Não se trata aqui de criticar a possibilidade de fusão entre diferentes artes como ato constituído no fazer – como quando se constroem objetos que usam texto e imagens ou construções visuais que também utilizam aspectos sonoros –, fato presente tanto no Seiscentos quanto em diversos tipos de produção contemporânea, mas de criticar a pretensão de uma união "intrínseca" pré-dada ao ato de produção e que pretende um nivelamento ou apontar para a irrelevância técnica entre as artes ao abordá-las como sendo todas desdobramentos de uma mesma substância, independente das diferenças de sua produção. Ou seja, é uma crítica a uma visão de homogeneidade ontológica das obra de arte e ao fato de considerá-las por meio de uma posição teórica que pretende tomar o ponto de vista do espectador como o ideal, não uma crítica às obras. Não se trata então de dizer que é impossível um conceito de arte. O ponto central, neste momento, é criticar a noção das belas-artes que pensa as artes como manifestações diferentes de uma mesma unicidade. O objetivo é desenvolver, ao longo da tese, uma noção que contemple a pluralidade ontológica da obra de arte.

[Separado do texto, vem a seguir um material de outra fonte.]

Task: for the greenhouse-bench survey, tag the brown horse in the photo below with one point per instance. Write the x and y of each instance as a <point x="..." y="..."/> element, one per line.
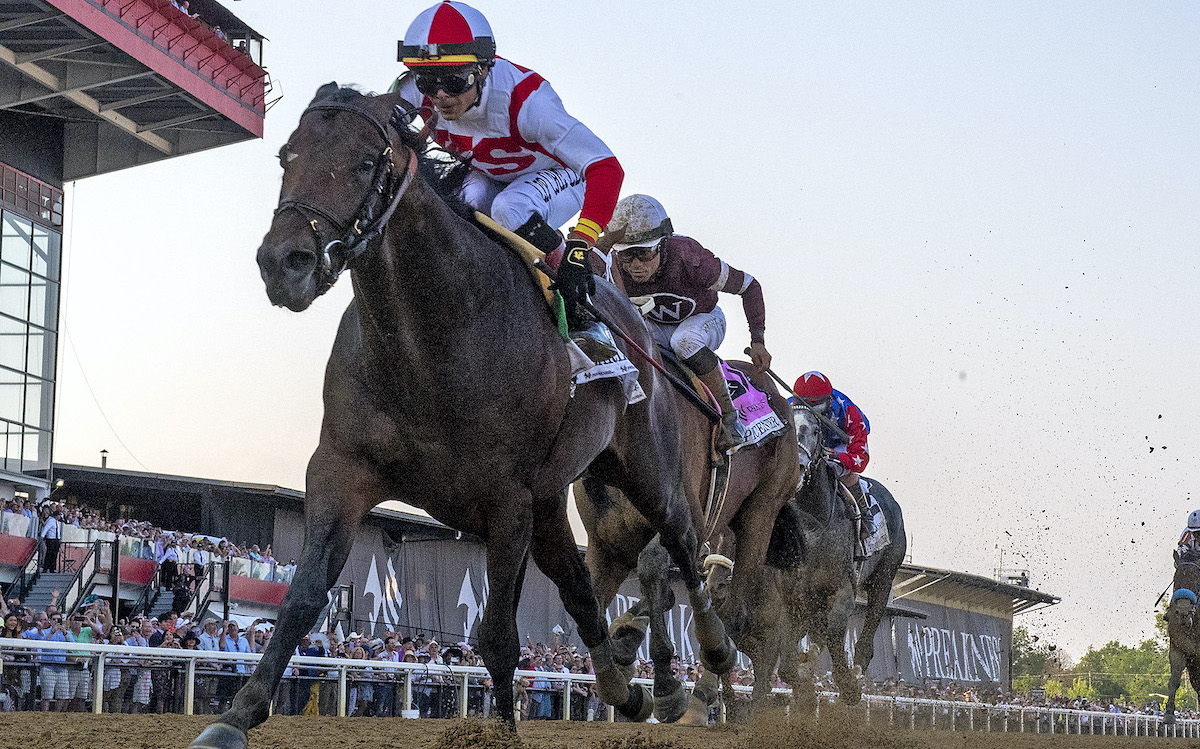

O que importa notar aqui é que a noção de arte como uma coisa única, tendo por consequência um único modo de operar – i.e., sua homogeneidade ontológica –, é uma formulação teórica bastante recente. O problema está quando tal sistema é aceito como verdade atemporal e absoluta, quando em realidade se trata de uma elaboração, uma construção teórica, a partir de um ponto de vista e de uma situação material pragmática das obras bastante específicas. Se assim a tomamos, pode-se dizer que talvez essa visão de arte ou belas-artes, tão fortemente enraizada em nossa cultura, é datada e limitada para a compreensão das obras que não foram produzidas no seu período de maior vigência, isto é, o século XVIII e XIX. Pode-se afirmar que aplicar os conceitos base desses sistemas dos séculos XVIII-XIX em momentos históricos anteriores à sua elaboração teórica – assumindo estes sistemas teóricos como universais – pode ser considerado um anacronismo, e que aplicá- las na arte contemporânea irá levar a uma má compreensão do objeto ou uma recusa explícita destes como obras de arte.

No caso específico, seria dizer que a noção de belas-artes não dá conta ou é uma forma bastante limitada de compreensão das obras seiscentistas e das obras digitais contemporâneas, pois estas, tendo sido produzidas fora do seu escopo de compreensão, com materiais, métodos e meios distintos daqueles em vigor durante o período, têm como uma de suas características principais evidenciar e necessitar de uma compreensão de sua produção e funcionalidade – técnica operatória –

para que haja uma apreensão da obra. Tanto a retórica, como conjunto técnico que entende os mesmos preceitos técnicos para a apreensão e julgamento das obras, quanto as produções digitais que subentendem um conhecimento de mecanismos operacionais para a utilização e julgamentos de valor são incompatíveis com um sistema teórico que parte da nítida divisão entre produtor e público espectador, que se pauta pelo gosto do receptor e que evidentemente afasta a compreensão da arte do seu extrato de produção, de um fazer e ação manipulatória.

A minha escolha e proposta teórica é a de deslocar a arte dessa noção de belas-artes, na forma de suas duas principais e abrangentes proposições, isto é, da identificação da arte como sensibilidade estética e da identificação da arte como sentido semântico apreensível, e tentar pensar as artes como vinculadas à produção técnica e a um sentido que se perfaz na ação, ou seja, trata-se de considerar a obra como um artifício e afirmar um sentido que é ato. Continua-se, adiante, primeiro com a crítica e, depois, com a construção.